An andere Stelle wurden wir oft mit der Behauptung konfrontiert, dass die Aussage, wonach im Islam die Frau benachteiligt wäre, nur ein Vorurteil sei. Ändern müsse sich also in dieser Hinsicht nicht die islamische Lehre, sondern die von solchen Vorurteilen geprägte Einstellung der Kritiker. So oder so ähnlich lautet die Argumentationsweise von islamischen Verbandsfunktionären, aber auch diverser muslimischer wie nicht-muslimischer politischer und akademischer Akteure, teils aus dem konservativen, vor allem aber aus dem linken Lager.

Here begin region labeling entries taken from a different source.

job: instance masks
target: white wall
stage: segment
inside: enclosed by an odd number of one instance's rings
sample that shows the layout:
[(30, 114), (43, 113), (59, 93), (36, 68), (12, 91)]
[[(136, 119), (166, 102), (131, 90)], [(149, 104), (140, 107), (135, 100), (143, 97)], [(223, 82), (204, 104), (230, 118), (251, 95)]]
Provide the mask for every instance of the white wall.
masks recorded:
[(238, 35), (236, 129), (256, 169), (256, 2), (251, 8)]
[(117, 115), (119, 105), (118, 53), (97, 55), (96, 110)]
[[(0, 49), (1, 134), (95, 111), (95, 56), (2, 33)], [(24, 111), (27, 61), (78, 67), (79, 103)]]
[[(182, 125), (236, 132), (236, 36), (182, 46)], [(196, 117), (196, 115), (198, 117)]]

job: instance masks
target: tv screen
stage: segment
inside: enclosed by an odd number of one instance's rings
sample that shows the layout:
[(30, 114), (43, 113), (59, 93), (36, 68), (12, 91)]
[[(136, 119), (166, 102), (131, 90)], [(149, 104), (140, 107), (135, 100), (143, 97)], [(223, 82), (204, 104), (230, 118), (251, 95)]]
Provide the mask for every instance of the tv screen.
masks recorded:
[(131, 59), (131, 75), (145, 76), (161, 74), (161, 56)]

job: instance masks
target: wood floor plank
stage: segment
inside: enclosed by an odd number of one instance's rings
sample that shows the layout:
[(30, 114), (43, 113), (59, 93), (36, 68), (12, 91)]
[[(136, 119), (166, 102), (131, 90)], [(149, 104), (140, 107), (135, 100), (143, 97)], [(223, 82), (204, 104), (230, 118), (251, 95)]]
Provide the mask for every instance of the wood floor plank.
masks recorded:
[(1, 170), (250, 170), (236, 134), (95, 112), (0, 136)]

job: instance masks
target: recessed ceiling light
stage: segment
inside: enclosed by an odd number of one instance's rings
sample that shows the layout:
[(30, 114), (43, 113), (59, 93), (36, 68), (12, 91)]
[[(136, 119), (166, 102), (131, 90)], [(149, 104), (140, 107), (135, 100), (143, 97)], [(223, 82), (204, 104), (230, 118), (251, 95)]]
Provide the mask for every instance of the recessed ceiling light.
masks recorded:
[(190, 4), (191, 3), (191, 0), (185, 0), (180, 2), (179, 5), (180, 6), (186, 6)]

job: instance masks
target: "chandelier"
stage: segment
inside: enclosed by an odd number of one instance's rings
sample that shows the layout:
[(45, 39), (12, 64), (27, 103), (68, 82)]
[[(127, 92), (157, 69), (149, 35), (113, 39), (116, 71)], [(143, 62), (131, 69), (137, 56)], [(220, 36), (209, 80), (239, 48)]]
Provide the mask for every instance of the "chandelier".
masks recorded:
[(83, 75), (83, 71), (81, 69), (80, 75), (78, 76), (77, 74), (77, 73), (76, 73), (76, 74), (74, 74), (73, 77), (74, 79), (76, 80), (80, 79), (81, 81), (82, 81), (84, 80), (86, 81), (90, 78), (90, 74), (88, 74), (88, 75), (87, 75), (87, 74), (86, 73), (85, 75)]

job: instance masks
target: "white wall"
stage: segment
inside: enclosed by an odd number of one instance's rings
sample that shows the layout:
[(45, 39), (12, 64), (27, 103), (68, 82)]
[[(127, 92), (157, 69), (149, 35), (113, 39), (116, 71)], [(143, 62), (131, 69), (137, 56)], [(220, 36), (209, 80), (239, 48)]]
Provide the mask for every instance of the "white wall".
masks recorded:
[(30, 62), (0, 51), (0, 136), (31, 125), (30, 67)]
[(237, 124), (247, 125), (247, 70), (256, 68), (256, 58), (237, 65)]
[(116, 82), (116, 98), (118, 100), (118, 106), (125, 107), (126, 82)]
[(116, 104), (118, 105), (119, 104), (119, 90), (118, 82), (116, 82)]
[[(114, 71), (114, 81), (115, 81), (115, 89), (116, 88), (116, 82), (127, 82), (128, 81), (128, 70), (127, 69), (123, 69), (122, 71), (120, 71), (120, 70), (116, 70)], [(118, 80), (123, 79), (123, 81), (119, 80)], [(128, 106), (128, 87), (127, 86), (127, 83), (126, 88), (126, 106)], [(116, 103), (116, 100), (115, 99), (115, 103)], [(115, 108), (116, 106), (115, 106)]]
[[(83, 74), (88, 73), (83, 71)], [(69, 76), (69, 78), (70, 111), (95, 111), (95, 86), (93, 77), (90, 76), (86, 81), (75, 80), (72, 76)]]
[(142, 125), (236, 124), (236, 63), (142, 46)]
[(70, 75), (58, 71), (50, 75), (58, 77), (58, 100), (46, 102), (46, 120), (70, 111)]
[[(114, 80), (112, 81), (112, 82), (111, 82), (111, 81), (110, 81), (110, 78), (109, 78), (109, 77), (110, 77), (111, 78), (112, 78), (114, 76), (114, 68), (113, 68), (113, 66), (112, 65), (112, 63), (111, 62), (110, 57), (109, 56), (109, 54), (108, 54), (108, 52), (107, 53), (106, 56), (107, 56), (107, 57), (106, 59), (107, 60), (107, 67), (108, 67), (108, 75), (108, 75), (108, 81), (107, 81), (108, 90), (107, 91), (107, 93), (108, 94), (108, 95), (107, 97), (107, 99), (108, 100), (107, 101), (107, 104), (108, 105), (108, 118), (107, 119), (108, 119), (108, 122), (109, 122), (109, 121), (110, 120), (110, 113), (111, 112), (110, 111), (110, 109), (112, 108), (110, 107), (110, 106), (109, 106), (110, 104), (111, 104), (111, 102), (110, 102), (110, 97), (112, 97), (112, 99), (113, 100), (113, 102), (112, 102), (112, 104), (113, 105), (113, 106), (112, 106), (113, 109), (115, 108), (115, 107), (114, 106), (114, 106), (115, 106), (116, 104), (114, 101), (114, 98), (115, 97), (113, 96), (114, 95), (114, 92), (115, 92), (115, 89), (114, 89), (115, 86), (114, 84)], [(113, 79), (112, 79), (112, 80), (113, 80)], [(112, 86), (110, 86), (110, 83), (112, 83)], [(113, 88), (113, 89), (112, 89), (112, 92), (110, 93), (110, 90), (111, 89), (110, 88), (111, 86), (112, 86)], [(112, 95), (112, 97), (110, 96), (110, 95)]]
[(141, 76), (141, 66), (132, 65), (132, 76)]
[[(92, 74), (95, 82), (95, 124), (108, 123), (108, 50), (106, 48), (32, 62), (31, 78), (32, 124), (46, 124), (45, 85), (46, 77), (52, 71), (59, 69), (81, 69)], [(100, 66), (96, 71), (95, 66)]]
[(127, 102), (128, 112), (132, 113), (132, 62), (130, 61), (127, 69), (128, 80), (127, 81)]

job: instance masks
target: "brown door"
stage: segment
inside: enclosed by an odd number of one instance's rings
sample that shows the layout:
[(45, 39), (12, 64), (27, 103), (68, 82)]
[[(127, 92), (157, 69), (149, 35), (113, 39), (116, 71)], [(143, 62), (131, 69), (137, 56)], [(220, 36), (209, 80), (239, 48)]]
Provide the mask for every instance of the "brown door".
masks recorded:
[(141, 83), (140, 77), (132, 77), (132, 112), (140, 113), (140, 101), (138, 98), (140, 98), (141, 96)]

Das überrascht, da vor allem das linke politische Spektrum etwa dem Katholizismus oftmals eine Benachteiligung von Frauen vorwirft. Festgemacht wird dies unter anderem an einer restriktiven Haltung zu Schwangerschaftsabbrüchen und der Tatsache, dass der Katholizismus keine weiblichen Kleriker kennt.
Die beiden genannten Punkte treffen allerdings auch auf den Islam, zumindest auf den Mehrheits-Islam zu (die zahlenmäßig kaum ins Gewicht fallenden progressiven Verbände und Gemeinden können für diese Betrachtung außer Acht gelassen werden). Wenn also wegen dieser Aspekte der Katholizismus vielen Linken als frauenfeindlich gilt, warum dann nicht der Islam?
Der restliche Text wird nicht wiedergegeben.